このほど映画化された受賞作4本は、20にまつわる4編のオムニバス映画『20祭』として、2023年7月29日から池袋シネマ・ロサで公開されることが決定した。
▼キャスト&スタッフ コメント
■前田旺志郎(『二十才の夜』主演)
主人公の青嶋役を演じさせていただきました前田旺志郎です。この映画は、青春という誰しもが通る時期の事をふわぁっと思い出せるような作品なのではないかなと思ってます。映画や漫画みたいな美しい青春じゃなかったかもしれませんが、いざ終わって振り返ってみたらすごくかけがえのない時間で、あの頃の感覚や心情はあの頃にしかないものだったなぁと、僕はそんな事を思い出しました。今よりも繊細で脆くて知らない事が沢山あったからこその輝きと尊さを改めて感じられた気がします。
■菊地健雄(『20祭』審査員)
僕たちが厳選した4本の脚本が一体どんな映画になったのか、今からとってもワクワクしております!そして、拙作『ディアーディアー』も上映していただけるとのこと、本当に光栄ですし嬉しいという気持ちしかありません。しかし、これできっとライバルがまた増えてしまうに違いないという予感が自分の胸をざわつかせます。もしこれで仕事が減ってしまったら、オフィス桐生30周年の際には是が非でも自分がまた映画を撮らせてもらおうと密かに企んでいます。桐生コウジさん、次は新人発掘ではなく再生工場ということで何卒よろしくお願いします!
■桐生コウジ(『20祭』プロデューサー)
きっかけは新型コロナ。2020年4月、新作のクランクイン間近に緊急事態宣言発令。もちろん中止。延期ではなく中止を即断。普通ならば、資金をストックして次作に備えるものだけど、不思議とそういう気は起らなかった。自粛中に“コンセプトは遊び心”という原点に戻りたい瞬間があって。大々的な20周年もいいけど、ささやかな若手支援も悪くないかなと。自社よりも他者なんて、そもそもの自分にはあり得ない発想なんだけど。コンペもポスターデザインも予告編も終始遊んでみました。これくらい力を抜いた方が断然イイものができるんだという発見。初めて会う若手たちとの交流は新鮮で刺激的。独りよがりで頑なオジサンにならないと誓うこともできた。災い転じて──とか言うけど、まさにそれ。『20祭』とは成り行きの産物であり、単なる20年の通過点に過ぎない。

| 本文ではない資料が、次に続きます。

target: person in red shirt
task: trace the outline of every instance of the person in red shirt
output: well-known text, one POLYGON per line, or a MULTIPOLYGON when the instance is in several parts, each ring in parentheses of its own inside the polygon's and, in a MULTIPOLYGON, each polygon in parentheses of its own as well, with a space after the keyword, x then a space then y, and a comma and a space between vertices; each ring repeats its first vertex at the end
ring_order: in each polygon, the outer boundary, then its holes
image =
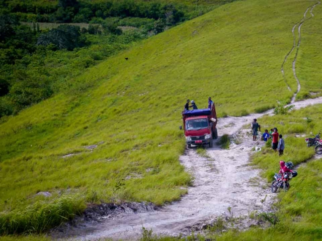
POLYGON ((291 168, 293 166, 292 162, 288 162, 285 163, 285 162, 284 161, 281 161, 280 162, 280 167, 281 167, 281 169, 278 174, 282 174, 285 172, 293 172, 293 170, 290 169, 290 168, 291 168))
POLYGON ((272 148, 275 152, 277 150, 277 146, 278 145, 278 132, 277 129, 274 129, 274 132, 272 133, 272 148))

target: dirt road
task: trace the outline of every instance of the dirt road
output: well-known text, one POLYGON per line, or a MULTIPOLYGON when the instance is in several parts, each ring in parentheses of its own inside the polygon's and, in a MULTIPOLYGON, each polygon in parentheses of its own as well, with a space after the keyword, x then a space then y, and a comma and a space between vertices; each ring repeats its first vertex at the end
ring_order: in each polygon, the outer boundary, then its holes
MULTIPOLYGON (((322 97, 293 104, 298 108, 316 103, 322 103, 322 97)), ((271 114, 272 112, 271 110, 247 116, 220 118, 217 126, 219 137, 224 134, 235 134, 238 131, 240 133, 243 126, 250 125, 254 118, 271 114)), ((267 195, 266 203, 269 203, 274 194, 271 193, 269 188, 263 188, 266 184, 259 182, 259 170, 247 166, 250 150, 258 146, 258 143, 253 142, 250 136, 229 150, 214 146, 207 149, 210 158, 198 156, 195 149, 187 150, 180 157, 180 162, 192 174, 194 181, 188 194, 180 201, 157 211, 126 214, 107 219, 103 223, 69 229, 64 236, 70 240, 135 239, 141 236, 142 227, 151 228, 154 234, 190 234, 196 226, 209 223, 219 215, 229 214, 229 207, 234 216, 247 214, 255 210, 265 211, 266 206, 261 200, 267 195)))

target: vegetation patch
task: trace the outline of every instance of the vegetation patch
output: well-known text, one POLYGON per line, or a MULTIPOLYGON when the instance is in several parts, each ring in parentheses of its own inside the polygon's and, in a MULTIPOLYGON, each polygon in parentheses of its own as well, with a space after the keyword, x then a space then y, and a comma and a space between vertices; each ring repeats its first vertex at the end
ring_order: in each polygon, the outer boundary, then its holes
POLYGON ((230 138, 228 134, 224 134, 220 138, 220 140, 217 142, 217 144, 221 146, 224 149, 229 149, 230 145, 230 138))

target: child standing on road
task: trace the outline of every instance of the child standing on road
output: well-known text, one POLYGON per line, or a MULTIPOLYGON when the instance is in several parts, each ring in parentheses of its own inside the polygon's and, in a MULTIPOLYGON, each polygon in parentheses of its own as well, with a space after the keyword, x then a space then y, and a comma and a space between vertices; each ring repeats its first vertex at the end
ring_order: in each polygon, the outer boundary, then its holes
POLYGON ((285 145, 284 142, 284 139, 283 139, 283 136, 280 135, 279 138, 280 140, 278 141, 277 150, 278 150, 278 155, 282 156, 284 153, 284 149, 285 145))
POLYGON ((257 136, 257 131, 261 131, 261 126, 257 123, 257 119, 254 119, 254 122, 252 123, 252 132, 253 133, 253 141, 256 141, 257 136))
POLYGON ((267 140, 270 138, 270 134, 268 134, 268 130, 265 130, 265 132, 264 132, 262 136, 263 140, 264 142, 267 142, 267 140))

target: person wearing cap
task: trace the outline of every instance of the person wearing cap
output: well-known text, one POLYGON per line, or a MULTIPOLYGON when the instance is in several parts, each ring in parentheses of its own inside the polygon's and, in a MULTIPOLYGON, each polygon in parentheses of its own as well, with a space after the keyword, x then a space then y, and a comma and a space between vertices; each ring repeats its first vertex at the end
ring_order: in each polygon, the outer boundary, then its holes
POLYGON ((191 100, 191 106, 190 107, 192 107, 193 109, 198 109, 198 107, 197 107, 197 105, 194 100, 191 100))
POLYGON ((278 155, 282 156, 284 153, 284 149, 285 147, 285 143, 284 142, 283 136, 280 134, 279 138, 280 138, 280 140, 278 141, 278 144, 277 145, 277 150, 278 150, 278 155))
POLYGON ((254 122, 252 123, 252 131, 253 132, 253 141, 256 141, 257 136, 257 131, 261 131, 261 125, 257 123, 257 119, 254 119, 254 122))
POLYGON ((208 107, 209 108, 211 108, 213 103, 212 100, 211 100, 211 97, 209 97, 208 98, 208 107))
POLYGON ((191 106, 189 106, 189 102, 190 102, 190 100, 189 99, 188 99, 187 100, 187 102, 186 102, 186 104, 185 104, 185 109, 184 110, 185 111, 186 110, 189 110, 189 107, 192 107, 191 106))

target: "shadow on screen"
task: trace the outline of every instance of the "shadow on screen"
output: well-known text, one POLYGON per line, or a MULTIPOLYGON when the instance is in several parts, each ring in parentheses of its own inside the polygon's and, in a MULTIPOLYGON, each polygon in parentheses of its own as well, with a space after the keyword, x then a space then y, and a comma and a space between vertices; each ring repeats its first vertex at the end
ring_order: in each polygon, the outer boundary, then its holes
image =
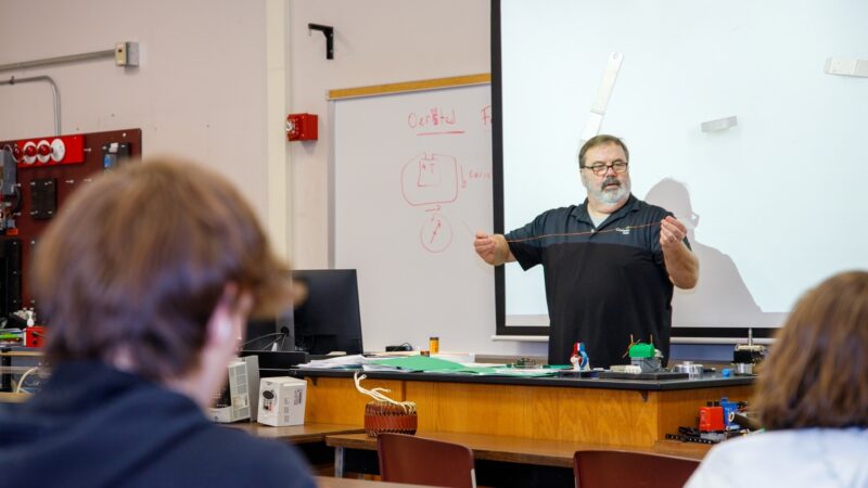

また、『20祭』と共に、『ディアーディアー』『馬の骨』が一夜限りのリバイバル上映決定している。
『20祭』
2023年7月29日~8月4日、池袋シネマ・ロサにてレイトショー
プロデューサー:桐生コウジ
企画・製作・配給:オフィス桐生
『Smoky-Story』
脚本:安藤圭吾
監督:粟井モネ
出演:まぶキ 畑中惟吹 山本萌々香 内田竜次 山下諒 岡田翔
【ストーリー】 すれ違う6名の男女を20本のタバコが繋ぐクリスマスイブ
大阪芸術大学OBユニットの安藤圭吾(脚本)と粟井モネ(監督)による共同作品。
『ツチノコの蒲焼き』
脚本:桝本力丸
監督:井上優斗
出演:飛葉大樹 土師野隆之介
【ストーリー】 自分探しの二十歳の青年が、ツチノコ探しの謎の男に出逢う。本コンペ唯一のコメディ。脚本:桝本力丸(日本大学芸術学部)、監督:井上優斗(玉川大学芸術学部)の学生コンビ。
『二十才の夜』
脚本・監督:平田雄己
出演:前田旺志郎 遠藤健慎 福永拓海 綾乃彩
【ストーリー】 仲間が逝った、やるせない二十歳の長い一夜のできごと。全編ナイターによる、平田雄己(日本大学芸術学部を経て東京藝術大学大学院)脚本・監督の意欲作。
『春の結晶』
脚本・監督:安川徳寛
出演:中澤実子 櫻井成美 さくら 鎌田らい樹 松崎未夢 宮澤美保
【ストーリー】 残り20枚となったカメラのフィルムに映る友情の行方。本コンペ最年長、助監督歴も長い安川徳寛(脚本・監督)が描く、オール地元長野ロケでの短編デビュー作。